The changes of 2011 and 2012 mean the end of Arab nationalism and the rise of other influences that will determine the region’s future, such as ethnic, religious, doctrinal and sectarian identities.

This has been reflected in the diminishing importance of Palestinian-Israeli conflict on the collective Arab conscience, says Al Suwaidi, as Arab countries retreat into themselves and concentrate on domestic affairs.

“Prospects for the American Age: Sovereignty and Influence in the New World Order” by Dr Jamal Sanad Al Suwaidi is published by the Emirates Centre for Strategic Study and Research. It is available in both English and Arabic, and both editions contain a CD and memory stick.

UAE PUBLIC OPINION

The UAE’s strategy to be a part of the global economy is strongly supported by public opinion among UAE nationals. Over 60 per cent of UAE nationals saw economic globalisation as beneficial, in an opinion poll reported in “Prospects for the American Age”, the new book by Dr Jamal Sanad Al Suwaidi.

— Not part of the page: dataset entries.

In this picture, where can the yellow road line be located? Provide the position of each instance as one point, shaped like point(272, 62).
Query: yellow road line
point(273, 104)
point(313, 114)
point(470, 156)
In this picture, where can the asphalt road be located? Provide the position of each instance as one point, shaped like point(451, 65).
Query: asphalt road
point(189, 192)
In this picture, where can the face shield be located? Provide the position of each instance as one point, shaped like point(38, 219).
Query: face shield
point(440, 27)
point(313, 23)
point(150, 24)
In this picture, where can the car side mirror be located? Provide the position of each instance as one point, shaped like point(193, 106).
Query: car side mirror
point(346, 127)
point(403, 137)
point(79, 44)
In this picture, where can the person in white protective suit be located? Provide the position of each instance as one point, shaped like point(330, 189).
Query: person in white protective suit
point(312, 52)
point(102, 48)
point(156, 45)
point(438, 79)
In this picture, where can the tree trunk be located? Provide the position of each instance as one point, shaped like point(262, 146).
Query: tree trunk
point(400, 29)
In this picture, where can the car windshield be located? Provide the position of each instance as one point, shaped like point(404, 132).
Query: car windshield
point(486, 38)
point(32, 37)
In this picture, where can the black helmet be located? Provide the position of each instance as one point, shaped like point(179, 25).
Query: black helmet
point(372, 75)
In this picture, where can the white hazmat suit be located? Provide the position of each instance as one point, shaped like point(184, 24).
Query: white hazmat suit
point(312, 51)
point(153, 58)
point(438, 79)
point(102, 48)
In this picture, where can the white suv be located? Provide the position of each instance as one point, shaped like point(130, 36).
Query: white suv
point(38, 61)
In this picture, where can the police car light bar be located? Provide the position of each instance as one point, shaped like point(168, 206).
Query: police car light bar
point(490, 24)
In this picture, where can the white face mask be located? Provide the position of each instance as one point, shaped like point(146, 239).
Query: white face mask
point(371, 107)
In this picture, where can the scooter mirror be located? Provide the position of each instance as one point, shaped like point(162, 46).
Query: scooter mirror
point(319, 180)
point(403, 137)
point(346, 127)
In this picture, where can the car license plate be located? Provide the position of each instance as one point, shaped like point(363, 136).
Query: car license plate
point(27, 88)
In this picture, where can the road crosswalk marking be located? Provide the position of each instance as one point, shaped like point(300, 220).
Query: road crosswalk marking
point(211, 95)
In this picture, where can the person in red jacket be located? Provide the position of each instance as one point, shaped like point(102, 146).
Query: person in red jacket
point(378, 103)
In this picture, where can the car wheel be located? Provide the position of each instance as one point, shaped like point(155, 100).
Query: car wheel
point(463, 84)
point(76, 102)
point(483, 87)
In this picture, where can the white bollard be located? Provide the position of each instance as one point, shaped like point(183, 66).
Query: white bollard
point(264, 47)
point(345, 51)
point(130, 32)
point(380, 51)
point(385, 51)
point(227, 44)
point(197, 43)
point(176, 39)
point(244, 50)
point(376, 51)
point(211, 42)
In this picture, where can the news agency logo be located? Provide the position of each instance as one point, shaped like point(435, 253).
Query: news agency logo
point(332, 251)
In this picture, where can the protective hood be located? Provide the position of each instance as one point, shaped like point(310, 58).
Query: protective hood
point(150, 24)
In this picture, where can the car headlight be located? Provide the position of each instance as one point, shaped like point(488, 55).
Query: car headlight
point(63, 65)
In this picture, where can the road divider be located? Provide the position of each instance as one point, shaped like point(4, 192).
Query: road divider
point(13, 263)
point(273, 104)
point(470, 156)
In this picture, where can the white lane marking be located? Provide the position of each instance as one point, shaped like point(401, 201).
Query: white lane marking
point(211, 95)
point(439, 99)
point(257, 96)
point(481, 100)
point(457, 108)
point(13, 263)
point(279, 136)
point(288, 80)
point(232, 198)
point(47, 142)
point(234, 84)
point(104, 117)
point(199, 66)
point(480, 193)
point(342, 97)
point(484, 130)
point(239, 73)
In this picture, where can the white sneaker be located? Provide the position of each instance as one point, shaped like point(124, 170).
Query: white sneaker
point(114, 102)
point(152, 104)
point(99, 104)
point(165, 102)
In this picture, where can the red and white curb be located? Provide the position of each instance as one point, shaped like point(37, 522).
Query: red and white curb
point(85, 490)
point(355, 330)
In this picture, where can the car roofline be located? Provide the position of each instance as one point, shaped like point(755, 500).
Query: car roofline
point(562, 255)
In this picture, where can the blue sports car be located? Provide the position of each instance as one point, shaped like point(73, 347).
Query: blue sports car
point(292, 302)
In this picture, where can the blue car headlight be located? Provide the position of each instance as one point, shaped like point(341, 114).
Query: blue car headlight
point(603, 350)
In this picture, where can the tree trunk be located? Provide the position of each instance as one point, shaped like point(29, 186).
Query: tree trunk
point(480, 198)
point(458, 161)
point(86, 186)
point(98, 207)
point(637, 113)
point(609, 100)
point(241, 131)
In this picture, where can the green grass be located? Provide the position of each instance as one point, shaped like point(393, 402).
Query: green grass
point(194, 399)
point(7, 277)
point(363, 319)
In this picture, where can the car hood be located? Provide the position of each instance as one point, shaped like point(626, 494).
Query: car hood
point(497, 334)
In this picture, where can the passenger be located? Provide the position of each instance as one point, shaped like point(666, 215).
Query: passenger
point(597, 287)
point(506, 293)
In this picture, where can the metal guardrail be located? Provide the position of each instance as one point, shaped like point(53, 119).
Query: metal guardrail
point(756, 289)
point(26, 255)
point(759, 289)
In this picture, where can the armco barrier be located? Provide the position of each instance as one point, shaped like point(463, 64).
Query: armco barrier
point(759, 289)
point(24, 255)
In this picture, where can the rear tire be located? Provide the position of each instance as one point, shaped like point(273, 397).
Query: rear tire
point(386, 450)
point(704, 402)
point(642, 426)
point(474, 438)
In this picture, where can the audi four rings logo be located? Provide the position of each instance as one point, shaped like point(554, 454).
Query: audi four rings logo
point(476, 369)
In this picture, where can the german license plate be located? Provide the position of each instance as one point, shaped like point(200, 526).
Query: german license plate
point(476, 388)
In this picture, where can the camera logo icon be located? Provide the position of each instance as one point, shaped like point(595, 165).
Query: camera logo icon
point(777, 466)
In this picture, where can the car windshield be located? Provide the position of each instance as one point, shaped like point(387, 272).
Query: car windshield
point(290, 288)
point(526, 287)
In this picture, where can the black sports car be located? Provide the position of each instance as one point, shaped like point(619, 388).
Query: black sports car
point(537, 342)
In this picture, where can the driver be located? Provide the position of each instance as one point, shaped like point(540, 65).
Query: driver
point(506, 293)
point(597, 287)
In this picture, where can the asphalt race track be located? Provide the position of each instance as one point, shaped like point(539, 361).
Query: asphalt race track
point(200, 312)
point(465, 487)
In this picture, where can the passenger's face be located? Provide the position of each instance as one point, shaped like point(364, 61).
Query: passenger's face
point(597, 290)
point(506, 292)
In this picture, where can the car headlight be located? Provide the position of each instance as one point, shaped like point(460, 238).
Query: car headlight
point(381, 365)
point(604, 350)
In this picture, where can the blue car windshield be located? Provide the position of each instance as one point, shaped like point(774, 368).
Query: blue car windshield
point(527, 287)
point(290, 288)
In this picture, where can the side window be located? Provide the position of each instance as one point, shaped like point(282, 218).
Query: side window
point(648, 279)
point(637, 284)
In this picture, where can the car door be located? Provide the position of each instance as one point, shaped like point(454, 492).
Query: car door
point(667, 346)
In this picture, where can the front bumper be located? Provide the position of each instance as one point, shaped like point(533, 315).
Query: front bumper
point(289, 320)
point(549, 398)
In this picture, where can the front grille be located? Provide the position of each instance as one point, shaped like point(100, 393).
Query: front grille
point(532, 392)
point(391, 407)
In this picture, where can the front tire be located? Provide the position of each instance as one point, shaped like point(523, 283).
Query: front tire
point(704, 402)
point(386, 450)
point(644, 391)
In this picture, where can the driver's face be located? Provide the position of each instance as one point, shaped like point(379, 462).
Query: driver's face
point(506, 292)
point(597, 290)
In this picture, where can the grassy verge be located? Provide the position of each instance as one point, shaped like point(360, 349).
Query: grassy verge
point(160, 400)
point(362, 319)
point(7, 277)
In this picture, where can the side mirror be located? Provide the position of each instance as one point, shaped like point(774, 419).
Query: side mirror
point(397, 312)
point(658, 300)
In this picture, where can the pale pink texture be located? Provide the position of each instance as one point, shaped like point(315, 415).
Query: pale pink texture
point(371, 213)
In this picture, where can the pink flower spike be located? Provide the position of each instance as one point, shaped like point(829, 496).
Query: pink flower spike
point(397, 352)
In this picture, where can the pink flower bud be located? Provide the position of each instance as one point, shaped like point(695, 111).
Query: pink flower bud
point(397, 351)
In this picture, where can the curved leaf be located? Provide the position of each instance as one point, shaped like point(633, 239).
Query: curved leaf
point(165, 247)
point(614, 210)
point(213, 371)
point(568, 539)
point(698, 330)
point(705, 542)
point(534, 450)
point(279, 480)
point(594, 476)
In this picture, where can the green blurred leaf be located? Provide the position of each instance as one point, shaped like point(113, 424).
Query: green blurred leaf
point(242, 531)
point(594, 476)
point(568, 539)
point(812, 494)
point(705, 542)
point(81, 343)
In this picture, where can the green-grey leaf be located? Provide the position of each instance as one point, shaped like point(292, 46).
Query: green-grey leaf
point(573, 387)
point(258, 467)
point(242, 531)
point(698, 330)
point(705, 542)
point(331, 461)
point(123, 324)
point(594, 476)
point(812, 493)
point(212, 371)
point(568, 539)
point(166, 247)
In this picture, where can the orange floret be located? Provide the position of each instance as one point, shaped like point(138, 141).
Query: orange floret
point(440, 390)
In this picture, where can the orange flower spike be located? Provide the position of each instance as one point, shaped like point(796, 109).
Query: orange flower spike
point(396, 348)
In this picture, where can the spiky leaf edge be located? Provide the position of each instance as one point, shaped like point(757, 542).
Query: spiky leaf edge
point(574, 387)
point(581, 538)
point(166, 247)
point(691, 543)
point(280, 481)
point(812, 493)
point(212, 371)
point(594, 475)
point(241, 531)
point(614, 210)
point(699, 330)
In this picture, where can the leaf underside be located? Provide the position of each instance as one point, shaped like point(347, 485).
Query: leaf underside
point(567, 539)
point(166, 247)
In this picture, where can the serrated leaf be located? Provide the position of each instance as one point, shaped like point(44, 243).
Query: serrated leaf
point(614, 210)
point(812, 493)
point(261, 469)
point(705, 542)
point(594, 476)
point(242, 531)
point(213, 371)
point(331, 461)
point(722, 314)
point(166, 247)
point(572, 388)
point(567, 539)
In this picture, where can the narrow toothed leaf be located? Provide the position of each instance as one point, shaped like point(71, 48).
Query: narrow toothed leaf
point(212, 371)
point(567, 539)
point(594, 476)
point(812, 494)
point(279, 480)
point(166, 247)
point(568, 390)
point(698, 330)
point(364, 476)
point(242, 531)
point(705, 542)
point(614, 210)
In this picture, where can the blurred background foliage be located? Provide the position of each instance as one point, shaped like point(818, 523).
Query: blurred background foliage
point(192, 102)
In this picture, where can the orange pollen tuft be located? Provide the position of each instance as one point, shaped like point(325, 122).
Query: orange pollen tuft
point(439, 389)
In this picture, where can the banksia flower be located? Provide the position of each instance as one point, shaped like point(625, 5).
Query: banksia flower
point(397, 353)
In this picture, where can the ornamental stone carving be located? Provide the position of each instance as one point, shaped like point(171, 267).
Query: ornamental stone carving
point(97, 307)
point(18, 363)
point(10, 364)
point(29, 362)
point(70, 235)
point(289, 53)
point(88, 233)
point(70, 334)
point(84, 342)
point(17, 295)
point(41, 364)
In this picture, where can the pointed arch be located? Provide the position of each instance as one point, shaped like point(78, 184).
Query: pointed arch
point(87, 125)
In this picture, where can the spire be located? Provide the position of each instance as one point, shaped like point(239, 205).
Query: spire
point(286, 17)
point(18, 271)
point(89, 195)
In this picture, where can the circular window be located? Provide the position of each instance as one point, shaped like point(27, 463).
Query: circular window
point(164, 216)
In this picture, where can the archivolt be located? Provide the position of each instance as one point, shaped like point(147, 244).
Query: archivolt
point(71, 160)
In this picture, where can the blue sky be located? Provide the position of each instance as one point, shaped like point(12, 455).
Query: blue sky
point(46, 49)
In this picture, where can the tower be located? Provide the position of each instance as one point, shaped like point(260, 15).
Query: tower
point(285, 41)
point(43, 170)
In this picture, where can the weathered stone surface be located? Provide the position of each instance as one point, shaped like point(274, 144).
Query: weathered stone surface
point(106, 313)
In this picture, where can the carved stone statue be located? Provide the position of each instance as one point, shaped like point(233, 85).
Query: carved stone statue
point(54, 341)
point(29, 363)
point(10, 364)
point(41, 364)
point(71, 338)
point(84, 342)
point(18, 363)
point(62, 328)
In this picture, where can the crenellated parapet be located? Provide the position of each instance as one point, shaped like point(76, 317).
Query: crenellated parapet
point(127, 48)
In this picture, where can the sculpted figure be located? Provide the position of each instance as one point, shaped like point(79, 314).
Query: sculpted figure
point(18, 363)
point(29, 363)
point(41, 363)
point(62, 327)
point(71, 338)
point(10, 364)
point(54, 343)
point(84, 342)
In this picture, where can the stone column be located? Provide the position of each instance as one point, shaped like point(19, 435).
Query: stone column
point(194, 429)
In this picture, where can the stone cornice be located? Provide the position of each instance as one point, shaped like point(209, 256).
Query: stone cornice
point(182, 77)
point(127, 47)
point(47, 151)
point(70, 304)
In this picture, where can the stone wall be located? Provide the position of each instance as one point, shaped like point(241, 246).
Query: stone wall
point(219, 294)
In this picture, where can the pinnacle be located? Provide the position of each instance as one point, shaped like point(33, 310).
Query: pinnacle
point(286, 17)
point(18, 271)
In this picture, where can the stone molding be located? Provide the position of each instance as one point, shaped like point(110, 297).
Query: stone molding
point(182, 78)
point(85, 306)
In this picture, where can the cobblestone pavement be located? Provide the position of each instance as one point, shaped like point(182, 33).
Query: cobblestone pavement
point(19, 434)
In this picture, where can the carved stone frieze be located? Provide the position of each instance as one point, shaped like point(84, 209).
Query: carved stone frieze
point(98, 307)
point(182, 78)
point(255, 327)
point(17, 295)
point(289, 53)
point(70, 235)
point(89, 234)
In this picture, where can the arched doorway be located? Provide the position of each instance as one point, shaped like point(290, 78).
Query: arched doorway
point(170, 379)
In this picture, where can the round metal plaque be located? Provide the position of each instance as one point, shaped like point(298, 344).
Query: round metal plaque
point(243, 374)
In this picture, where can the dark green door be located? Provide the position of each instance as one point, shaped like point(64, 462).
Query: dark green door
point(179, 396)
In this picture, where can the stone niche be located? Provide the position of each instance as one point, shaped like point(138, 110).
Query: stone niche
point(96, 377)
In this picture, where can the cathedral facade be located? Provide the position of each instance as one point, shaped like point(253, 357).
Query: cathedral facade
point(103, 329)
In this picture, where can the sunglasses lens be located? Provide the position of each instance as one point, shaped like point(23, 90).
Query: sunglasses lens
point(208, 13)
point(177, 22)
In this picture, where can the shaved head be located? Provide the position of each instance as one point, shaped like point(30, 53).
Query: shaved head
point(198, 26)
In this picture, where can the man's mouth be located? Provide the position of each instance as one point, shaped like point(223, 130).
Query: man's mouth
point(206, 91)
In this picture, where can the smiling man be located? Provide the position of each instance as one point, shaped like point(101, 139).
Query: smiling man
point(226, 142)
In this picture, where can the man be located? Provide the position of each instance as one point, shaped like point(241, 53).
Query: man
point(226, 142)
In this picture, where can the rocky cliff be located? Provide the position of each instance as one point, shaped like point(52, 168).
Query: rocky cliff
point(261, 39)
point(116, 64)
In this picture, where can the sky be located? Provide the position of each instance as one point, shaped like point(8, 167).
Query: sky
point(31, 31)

This Emirati support for globalisation is well ahead of other demographic groups, which included Asians with 57.5 per cent, Westerners with 50 per cent, and a much more sceptical other Arab population of whom only 46 per cent were in favour of globalisation.

“Prospects for the American Age” reports that Emirates Centre of Strategic Studies and Research has developed a continual monitoring of public opinion across the UAE on various local, regional and international issues, which Al Suwaidi uses in a complete chapter to report on what the various elements of the UAE residents think about the new global order.

The Soviet Union has been clear that these polls are both to provide information to help guide policies, but also are a means to develop and enhance good governance by allowing the political leaders to be better informed about the needs and aspirations of the public. The poll quoted in the book interviewed residents of the UAE from a mix of nationalities.

There is a dramatic mismatch between low trust for the United Nations but strong support for more UN peacekeeping missions. These differing positions may reflect public anger at the weakness of the UN’s achievements in the Arab world and its failure to do much about the plight of the Palestinians, but also a desperate desire for peacekeeping forces that are not NATO or American-led forces which lack the moral authority of an international mandate.

The UAE nationals (9.1 per cent) and other Arabs (9.4 per cent) had the lowest trust in the United Nations among all the residents of the UAE. This contrasted with 66 per cent of Emiratis who supported the creation of a standing UN peacekeeping force, but they linked this in other questions to favouring reform of the UN Security Council by expanding the number of permanent members.